Using predictive models, one can now estimate failure probability. This gives us two abilities. First, the ability to plan maintenance in a manner to minimize loss. Second, to optimize inventory better. Instead of keeping a lot of spare parts in inventory, it becomes possible to keep only the ones that will be required in near future.

Opportunity for manufacturers (OEMs)

Breakdowns may not directly impact an OEM, but it harms the reputation and may also end up in lost business.

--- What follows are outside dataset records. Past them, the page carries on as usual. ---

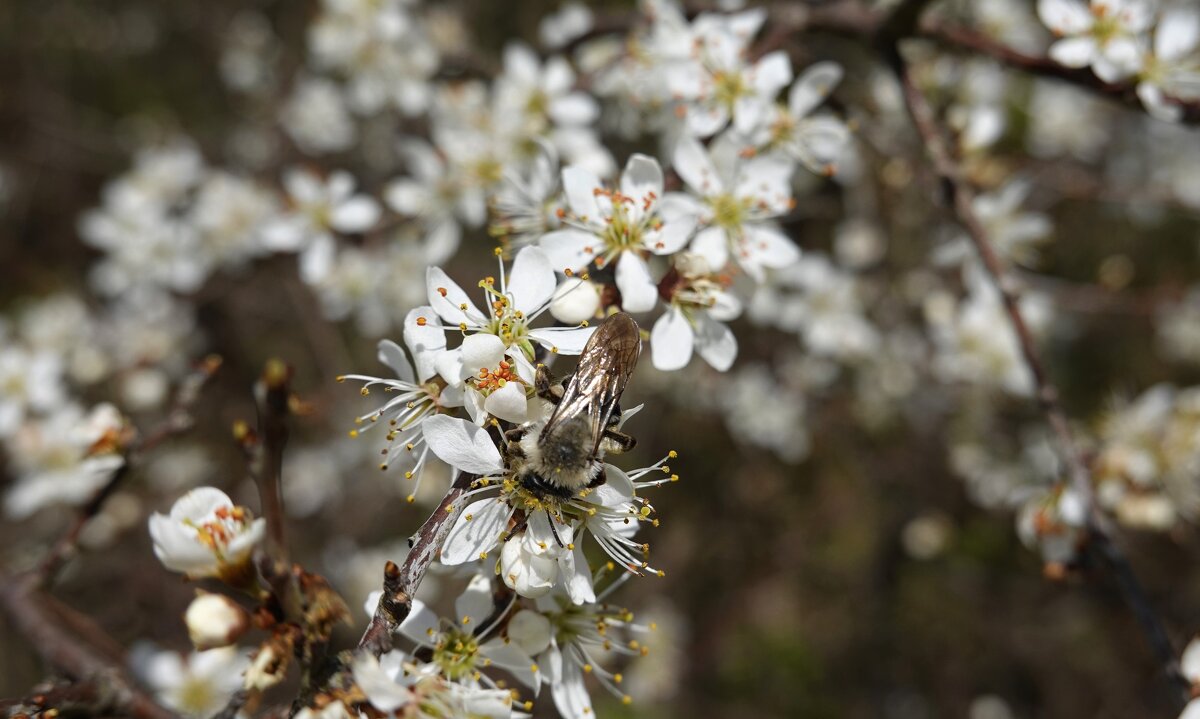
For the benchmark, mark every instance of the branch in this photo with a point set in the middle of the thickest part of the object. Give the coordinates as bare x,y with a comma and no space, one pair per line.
400,583
959,39
179,420
36,617
273,397
851,18
961,197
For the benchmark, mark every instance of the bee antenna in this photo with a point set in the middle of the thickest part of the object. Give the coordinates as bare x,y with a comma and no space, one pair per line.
553,531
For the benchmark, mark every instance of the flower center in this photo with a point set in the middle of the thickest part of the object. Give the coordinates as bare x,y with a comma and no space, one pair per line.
729,211
489,381
219,532
507,322
727,87
456,653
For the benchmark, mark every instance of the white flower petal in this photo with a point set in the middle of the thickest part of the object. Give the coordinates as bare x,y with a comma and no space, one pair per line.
637,289
381,690
564,340
813,88
532,280
509,403
641,178
575,300
570,249
713,245
357,214
425,341
580,186
715,342
531,630
1066,17
462,444
693,163
481,351
671,341
420,624
1074,52
475,603
390,354
478,529
449,300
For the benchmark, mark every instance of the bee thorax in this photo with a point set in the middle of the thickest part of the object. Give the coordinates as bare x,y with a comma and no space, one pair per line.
562,457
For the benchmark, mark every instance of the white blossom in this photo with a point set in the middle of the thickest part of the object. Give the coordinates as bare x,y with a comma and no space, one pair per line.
205,534
618,227
1105,35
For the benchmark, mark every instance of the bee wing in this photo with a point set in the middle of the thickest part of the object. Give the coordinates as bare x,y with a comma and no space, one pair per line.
605,365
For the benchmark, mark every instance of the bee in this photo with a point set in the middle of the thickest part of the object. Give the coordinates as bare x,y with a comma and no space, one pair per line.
561,455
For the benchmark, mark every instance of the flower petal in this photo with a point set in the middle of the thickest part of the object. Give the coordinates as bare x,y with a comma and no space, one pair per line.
580,186
532,280
475,603
715,342
425,341
637,289
693,163
563,340
357,214
481,351
509,403
642,178
462,444
671,341
475,532
449,300
570,249
390,354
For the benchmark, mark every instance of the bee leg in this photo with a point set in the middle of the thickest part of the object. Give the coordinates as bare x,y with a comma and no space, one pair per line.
516,528
545,385
550,519
600,478
617,442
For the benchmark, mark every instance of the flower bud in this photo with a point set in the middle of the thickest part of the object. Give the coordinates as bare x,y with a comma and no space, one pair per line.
531,631
575,300
215,621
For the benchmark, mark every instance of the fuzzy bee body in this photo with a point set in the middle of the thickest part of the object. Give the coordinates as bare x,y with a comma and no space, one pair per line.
561,455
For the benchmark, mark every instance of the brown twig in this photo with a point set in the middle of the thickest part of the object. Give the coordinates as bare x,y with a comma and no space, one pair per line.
34,615
960,197
273,395
400,582
179,420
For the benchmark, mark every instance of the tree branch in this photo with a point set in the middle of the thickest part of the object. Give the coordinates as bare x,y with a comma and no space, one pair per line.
179,420
960,197
34,616
400,583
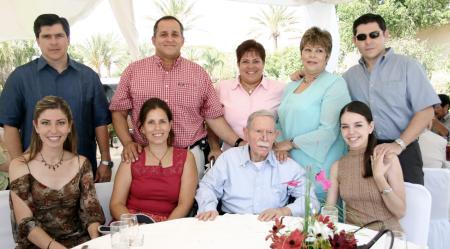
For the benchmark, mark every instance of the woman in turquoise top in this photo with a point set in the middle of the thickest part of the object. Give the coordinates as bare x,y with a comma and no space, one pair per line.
309,110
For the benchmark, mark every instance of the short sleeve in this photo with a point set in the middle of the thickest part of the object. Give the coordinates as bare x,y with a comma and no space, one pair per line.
420,92
90,209
12,102
211,108
122,101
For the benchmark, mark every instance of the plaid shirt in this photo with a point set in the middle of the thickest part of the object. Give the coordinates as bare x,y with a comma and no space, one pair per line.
186,88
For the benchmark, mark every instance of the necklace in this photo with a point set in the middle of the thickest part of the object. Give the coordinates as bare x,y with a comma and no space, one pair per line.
159,159
249,89
52,166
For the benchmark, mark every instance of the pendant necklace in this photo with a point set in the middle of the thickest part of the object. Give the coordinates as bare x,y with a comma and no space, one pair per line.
157,158
50,165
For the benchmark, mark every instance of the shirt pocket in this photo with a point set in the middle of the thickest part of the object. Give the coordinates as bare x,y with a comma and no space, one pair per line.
279,194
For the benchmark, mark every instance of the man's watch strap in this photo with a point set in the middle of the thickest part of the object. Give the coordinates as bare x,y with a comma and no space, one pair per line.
108,163
400,142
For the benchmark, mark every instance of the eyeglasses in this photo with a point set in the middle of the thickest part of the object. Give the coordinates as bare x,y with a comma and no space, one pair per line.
372,35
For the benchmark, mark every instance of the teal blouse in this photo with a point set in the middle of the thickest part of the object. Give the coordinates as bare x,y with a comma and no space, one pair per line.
311,118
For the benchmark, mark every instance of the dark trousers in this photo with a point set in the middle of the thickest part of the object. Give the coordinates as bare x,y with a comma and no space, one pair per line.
411,162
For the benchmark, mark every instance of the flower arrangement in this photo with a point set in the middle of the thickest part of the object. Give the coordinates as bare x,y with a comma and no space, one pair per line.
316,232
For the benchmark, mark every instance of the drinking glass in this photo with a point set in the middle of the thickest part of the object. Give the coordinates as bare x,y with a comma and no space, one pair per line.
134,237
118,235
399,240
332,212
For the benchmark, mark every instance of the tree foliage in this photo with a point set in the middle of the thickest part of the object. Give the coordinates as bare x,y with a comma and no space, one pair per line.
14,54
274,21
282,63
183,10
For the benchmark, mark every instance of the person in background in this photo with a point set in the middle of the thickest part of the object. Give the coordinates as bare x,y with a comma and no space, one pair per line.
249,92
441,120
433,148
55,73
369,181
52,199
396,89
309,110
250,180
182,84
4,165
162,182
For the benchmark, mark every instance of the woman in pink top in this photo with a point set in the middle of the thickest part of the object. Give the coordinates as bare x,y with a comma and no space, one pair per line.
162,182
247,93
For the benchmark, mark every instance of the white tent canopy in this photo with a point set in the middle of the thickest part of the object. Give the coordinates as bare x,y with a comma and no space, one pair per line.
18,16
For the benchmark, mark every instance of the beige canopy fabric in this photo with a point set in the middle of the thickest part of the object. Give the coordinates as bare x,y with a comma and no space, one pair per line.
17,16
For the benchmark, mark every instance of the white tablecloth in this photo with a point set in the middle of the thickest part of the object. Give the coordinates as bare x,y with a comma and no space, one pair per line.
227,231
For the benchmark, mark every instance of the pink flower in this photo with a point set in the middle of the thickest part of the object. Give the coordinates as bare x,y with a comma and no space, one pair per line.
292,183
322,179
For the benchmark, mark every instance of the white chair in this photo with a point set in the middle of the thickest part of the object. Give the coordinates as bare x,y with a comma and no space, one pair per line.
437,181
416,221
6,237
104,192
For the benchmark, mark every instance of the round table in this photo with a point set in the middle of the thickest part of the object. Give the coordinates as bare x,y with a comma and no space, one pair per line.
227,231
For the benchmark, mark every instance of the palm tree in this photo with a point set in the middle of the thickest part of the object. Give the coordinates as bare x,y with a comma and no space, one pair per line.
274,21
14,54
102,50
211,60
181,9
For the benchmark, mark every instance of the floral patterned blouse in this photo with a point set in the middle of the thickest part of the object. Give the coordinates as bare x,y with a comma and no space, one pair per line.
64,214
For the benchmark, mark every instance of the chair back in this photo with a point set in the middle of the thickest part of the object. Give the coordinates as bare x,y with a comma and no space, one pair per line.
437,181
416,222
6,237
104,192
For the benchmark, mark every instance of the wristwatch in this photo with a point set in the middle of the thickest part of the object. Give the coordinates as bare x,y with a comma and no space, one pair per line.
400,142
109,163
386,191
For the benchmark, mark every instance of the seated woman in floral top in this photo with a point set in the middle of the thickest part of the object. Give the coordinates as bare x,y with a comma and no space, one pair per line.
53,199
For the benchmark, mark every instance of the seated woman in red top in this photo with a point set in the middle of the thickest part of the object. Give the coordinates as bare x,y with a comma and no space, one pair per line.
162,182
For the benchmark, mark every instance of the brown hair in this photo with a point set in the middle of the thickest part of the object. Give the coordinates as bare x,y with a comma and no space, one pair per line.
152,104
316,36
248,46
52,103
362,109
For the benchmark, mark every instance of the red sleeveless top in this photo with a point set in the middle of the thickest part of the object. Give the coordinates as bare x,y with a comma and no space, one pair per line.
154,190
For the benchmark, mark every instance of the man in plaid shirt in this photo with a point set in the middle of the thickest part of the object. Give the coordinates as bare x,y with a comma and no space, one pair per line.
184,85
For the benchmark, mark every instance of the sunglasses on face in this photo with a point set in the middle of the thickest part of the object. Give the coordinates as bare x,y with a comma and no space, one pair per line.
372,35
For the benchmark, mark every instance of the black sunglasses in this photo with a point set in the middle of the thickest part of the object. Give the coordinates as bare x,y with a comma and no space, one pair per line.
372,35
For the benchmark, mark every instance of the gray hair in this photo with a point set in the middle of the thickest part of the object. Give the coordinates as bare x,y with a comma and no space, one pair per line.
260,113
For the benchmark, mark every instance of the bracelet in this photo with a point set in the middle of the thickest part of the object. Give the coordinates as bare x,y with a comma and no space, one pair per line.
51,241
238,141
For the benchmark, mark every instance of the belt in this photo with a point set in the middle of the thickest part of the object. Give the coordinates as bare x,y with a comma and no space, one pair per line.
385,141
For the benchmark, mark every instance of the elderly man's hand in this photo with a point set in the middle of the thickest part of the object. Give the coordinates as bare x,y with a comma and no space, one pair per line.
103,173
208,215
272,213
130,152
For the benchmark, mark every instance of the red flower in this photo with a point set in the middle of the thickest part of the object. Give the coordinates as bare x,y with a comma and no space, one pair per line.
292,183
342,240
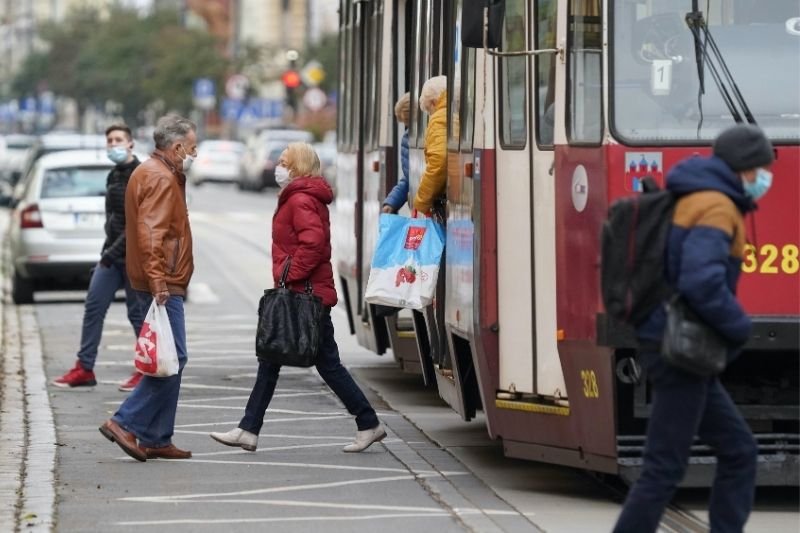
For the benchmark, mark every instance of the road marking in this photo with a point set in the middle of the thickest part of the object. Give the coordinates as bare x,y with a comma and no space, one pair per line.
177,498
282,519
201,293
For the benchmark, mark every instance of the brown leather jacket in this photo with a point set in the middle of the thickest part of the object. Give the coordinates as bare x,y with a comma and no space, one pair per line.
158,238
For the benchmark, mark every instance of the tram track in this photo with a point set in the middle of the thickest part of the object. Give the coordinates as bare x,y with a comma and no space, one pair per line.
676,519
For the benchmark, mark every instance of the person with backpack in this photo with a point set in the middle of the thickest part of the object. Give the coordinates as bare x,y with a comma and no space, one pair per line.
704,252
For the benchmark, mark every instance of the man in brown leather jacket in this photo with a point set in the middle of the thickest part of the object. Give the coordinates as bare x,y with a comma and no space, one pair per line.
159,265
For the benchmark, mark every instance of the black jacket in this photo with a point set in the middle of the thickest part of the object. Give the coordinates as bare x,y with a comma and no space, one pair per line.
117,182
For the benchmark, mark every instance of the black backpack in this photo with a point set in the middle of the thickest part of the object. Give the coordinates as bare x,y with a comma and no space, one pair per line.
632,248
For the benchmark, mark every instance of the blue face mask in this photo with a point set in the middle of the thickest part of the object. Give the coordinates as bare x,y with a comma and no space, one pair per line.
118,154
760,186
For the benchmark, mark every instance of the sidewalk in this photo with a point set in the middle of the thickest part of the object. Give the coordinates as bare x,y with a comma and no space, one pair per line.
27,433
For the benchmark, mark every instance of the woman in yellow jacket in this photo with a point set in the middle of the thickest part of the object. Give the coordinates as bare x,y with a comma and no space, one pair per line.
429,201
433,100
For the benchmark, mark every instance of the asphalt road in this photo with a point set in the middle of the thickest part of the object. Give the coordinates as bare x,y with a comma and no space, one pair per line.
433,472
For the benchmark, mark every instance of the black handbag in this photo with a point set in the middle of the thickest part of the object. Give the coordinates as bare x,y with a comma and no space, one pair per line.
289,325
690,344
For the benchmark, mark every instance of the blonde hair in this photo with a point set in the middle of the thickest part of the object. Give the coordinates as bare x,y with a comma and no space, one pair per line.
431,92
305,161
402,109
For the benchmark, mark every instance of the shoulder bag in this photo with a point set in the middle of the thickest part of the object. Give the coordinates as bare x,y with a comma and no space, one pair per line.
690,344
289,325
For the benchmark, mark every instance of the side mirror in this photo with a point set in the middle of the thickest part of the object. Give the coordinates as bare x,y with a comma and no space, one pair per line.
472,23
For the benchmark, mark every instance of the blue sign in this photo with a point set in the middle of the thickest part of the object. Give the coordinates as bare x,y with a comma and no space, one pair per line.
254,109
203,88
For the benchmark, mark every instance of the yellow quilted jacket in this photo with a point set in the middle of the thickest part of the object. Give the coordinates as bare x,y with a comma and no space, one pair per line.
434,179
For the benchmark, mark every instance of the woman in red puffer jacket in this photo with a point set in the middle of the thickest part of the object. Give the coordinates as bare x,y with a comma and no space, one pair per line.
301,231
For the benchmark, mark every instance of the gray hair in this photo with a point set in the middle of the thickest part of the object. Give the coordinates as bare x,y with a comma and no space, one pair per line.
172,128
431,92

If a critical item is not available at the nearest point, customers may not hesitate to procure the item from local market. Further, manpower may not be available to repair the machine immediately.

These problems can be avoided if you already has an idea about possible breakdowns. OEMs/Dealers can then, either plan a maintenance and replace the parts or immediately support in case of breakdown. Furthermore, it can help OEMs launch new revenue models of maintenance contracts. This can also ensure that customers do not buy spare parts from local markets.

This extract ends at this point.